July 06, 1998|By KERRY LYNN FRALEY

HARPERS FERRY, W.Va. - Kayaking on the Shenandoah and Potomac rivers around Harpers Ferry on Sunday, pals Mike Moore and Carolyn Dick found lots of company in the unseasonably low water.

"There were tons - rafters, tubers, kayakers," said Moore, 31, of Hagerstown, who met Dick, 35, of Washington, D.C., on an earlier outing in the same area.

--cont from news--

Both trained in river rescue, they said they were glad to see most fellow boaters donning life jackets.

Even when the water is very low, it still holds the potential for danger, said Dick, who said she and Moore carried a range of safety gear in addition to their required life jackets and helmets.

Luckily, they said, they had no occasion to use their rescue equipment and expertise.

While rainy weather cut the number of boaters taking to the water during parts of the Fourth of July weekend, the Potomac and Shenandoah rivers were still teeming with motorcraft, keeping authorities busy checking on their safety.


No boating accidents were reported in local waters over the weekend, according to law enforcement officers and emergency services dispatchers.

Though they have no jurisdiction on the rivers, park rangers patroled the riverbanks at Harpers Ferry National Historical Park and kept a watchful eye for boating regulation violators, according to a park ranger with the National Park Service there.

"Fortunately, we haven't had any difficulties this year," said the ranger, who said the number of "educational contacts" rangers needed to make with boaters violating various park and state regulations was also down for a holiday weekend.

The rainy weather helped by the keeping volume of boaters below the swell, she said.

Still, rangers saw a lot of boaters with alcohol, a no-no when it comes to safe boating and a potential violation of the law if it's consumed by the boat's driver, the ranger said.

Boating-related fatalities now rank second to car crashes in transportation-related deaths in the United States, according to the West Virginia Division of Natural Resources.

In 1997, four people were killed and 22 were injured in boating accidents in West Virginia, according to the agency's statistics.

Drinking and boating kills more people during the Fourth of July weekend than during any other weekend of the year, according to Sgt. Tim Coleman of the agency's Law Enforcement Section.

The movement of the water makes it more difficult to control a boat than a car, which makes it even more dangerous to operate a boat under the influence of alcohol, said Maryland Department of Natural Resources spokeswoman Patty Manown Mash.

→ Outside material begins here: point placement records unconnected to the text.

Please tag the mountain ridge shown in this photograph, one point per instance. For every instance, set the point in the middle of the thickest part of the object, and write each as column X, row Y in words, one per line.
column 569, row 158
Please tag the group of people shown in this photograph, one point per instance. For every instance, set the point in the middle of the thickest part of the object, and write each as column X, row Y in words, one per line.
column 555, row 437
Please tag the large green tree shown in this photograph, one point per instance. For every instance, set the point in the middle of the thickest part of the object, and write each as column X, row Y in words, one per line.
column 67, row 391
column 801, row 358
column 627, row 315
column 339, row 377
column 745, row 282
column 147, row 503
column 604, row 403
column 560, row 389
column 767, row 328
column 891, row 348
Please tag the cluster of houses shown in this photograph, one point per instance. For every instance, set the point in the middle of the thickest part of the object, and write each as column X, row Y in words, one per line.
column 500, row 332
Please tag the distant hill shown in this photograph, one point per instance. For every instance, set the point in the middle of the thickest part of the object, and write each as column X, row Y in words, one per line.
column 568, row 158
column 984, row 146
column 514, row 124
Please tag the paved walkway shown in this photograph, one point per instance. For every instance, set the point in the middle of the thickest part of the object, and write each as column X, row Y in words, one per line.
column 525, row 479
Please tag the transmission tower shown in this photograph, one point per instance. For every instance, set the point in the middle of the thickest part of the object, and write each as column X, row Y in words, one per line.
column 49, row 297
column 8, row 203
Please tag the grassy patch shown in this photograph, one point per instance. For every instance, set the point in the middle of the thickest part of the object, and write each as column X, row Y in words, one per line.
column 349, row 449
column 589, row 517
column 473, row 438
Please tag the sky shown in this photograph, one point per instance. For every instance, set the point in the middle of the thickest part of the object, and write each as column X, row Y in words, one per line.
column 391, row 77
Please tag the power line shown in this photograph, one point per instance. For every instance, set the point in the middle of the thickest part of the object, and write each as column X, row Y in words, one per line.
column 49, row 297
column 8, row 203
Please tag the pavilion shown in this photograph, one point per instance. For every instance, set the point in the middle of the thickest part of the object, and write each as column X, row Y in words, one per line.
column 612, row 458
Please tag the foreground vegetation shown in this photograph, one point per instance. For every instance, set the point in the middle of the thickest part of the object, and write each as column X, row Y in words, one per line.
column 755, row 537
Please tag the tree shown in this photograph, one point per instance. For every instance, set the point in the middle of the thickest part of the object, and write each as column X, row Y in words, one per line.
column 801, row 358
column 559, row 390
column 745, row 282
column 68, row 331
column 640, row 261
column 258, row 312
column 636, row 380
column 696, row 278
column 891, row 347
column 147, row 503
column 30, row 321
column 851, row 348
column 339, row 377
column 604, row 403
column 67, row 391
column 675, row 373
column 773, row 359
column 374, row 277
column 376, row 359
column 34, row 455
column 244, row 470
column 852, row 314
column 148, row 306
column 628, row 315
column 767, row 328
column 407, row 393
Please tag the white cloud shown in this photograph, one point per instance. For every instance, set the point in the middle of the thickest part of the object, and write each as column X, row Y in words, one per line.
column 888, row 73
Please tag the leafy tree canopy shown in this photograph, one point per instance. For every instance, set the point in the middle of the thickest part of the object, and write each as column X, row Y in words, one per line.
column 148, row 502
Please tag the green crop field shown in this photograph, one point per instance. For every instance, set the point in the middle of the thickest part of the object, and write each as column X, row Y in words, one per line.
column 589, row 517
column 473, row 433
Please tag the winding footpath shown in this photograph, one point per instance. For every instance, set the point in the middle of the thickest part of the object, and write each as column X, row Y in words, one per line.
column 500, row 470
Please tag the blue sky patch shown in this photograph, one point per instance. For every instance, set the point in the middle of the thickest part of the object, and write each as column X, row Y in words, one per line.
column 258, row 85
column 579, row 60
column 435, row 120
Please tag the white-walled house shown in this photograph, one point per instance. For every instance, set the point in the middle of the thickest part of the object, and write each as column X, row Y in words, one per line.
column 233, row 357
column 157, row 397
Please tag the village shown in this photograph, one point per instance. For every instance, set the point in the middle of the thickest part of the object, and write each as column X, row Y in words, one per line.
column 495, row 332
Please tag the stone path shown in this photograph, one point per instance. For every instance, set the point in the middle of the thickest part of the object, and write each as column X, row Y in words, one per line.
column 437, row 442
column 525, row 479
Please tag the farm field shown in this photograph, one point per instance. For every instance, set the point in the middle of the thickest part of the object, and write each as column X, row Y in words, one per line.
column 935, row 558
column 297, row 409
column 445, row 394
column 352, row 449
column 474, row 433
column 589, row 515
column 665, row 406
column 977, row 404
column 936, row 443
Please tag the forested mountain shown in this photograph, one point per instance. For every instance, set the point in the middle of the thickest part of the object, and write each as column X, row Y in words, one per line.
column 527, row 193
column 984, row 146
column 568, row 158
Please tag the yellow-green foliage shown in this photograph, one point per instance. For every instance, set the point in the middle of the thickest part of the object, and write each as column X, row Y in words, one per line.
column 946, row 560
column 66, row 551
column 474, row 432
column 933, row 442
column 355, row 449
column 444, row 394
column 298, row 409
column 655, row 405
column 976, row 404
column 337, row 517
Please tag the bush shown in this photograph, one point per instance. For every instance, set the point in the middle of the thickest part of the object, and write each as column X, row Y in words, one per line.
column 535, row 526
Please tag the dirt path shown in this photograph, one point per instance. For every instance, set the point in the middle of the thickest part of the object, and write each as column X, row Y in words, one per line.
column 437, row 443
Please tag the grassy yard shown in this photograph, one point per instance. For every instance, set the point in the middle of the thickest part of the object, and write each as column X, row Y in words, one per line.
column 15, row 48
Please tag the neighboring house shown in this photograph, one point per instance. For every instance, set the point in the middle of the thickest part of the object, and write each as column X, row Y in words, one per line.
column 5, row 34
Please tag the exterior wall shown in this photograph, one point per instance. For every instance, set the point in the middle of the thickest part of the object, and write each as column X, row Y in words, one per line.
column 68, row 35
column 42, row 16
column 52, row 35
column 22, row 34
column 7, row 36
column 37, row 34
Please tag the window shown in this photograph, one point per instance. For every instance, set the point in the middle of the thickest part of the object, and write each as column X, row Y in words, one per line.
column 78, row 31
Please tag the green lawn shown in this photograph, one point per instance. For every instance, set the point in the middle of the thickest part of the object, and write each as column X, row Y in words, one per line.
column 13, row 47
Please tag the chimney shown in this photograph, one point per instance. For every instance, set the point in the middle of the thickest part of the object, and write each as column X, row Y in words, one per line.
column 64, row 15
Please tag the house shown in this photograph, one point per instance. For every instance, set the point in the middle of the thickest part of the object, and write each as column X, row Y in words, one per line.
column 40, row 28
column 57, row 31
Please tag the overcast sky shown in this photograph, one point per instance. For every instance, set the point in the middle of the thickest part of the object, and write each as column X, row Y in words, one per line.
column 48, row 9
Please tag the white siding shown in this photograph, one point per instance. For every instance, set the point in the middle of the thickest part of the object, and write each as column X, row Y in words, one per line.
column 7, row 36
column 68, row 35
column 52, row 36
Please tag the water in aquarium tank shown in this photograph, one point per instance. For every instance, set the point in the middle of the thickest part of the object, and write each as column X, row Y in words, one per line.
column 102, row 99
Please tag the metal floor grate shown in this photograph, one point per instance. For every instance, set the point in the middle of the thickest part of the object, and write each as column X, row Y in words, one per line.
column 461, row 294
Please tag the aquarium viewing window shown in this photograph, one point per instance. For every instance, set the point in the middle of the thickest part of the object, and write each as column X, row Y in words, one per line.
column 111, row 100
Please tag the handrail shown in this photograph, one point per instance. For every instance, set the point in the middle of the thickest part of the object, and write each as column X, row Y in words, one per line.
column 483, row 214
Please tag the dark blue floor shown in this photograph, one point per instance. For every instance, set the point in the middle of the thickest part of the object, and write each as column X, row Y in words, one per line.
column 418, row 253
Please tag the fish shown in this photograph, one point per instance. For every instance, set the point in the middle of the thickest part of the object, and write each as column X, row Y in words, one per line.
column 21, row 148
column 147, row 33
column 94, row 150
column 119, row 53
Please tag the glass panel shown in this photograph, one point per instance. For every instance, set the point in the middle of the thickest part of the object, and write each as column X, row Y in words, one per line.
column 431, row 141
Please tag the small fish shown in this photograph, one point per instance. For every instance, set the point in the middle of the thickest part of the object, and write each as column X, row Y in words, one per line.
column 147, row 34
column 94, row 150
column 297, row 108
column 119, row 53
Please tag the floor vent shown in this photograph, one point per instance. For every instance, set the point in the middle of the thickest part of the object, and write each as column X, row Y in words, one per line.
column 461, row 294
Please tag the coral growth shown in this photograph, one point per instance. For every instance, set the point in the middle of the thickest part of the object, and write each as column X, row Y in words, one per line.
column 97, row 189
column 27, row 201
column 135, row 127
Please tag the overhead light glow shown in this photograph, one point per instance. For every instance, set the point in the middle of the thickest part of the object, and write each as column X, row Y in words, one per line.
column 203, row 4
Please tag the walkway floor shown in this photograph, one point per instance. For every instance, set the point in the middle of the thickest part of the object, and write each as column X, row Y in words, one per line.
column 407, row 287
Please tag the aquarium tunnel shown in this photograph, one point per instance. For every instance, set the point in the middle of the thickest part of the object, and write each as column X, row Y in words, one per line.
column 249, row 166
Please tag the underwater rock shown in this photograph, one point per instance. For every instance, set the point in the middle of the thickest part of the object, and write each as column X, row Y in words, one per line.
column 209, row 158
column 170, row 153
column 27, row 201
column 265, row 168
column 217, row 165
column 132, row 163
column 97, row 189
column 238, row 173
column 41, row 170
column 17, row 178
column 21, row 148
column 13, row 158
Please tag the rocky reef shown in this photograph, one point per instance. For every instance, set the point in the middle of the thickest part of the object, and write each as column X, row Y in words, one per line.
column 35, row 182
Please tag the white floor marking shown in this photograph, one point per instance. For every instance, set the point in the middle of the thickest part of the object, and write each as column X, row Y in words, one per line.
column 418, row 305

"Even a beer slows down your reaction times," said Manown, who said the DNR has been pushing sobriety for boat operators in its safety campaign.

Fourth of July weekend is one of the busiest times for DNR officers, who were out in force patroling the Potomac River over the weekend, Mash said.

The river is especially vulnerable to mishaps in Washington and Frederick counties in Maryland because it is narrow and used for multiple purposes, including leisure pontoon boat cruising, waterskiing and personal watercrafting, she said.

Mash said she wasn't aware of any accidents on that leg of the Potomac over the holiday weekend.

"We're certainly grateful for people using their heads," she said.

Greencastle, Pa., residents Amanda Reed and Jerry Randell said they try to be careful when they go out boating.

They always wear their life jackets and never drink alcohol, said Reed, 28, who said she followed another boating safety rule and told family members where they were going and when they should be back.

Canoeing on the Potomac near Bottom Park in Williamsport, Sunday morning, Reed said they didn't find the water crowded like it was around Harpers Ferry.

Unfortunately, they didn't find many fish either, said Randell, 36.

"They went away for the holiday, I guess," Reed said.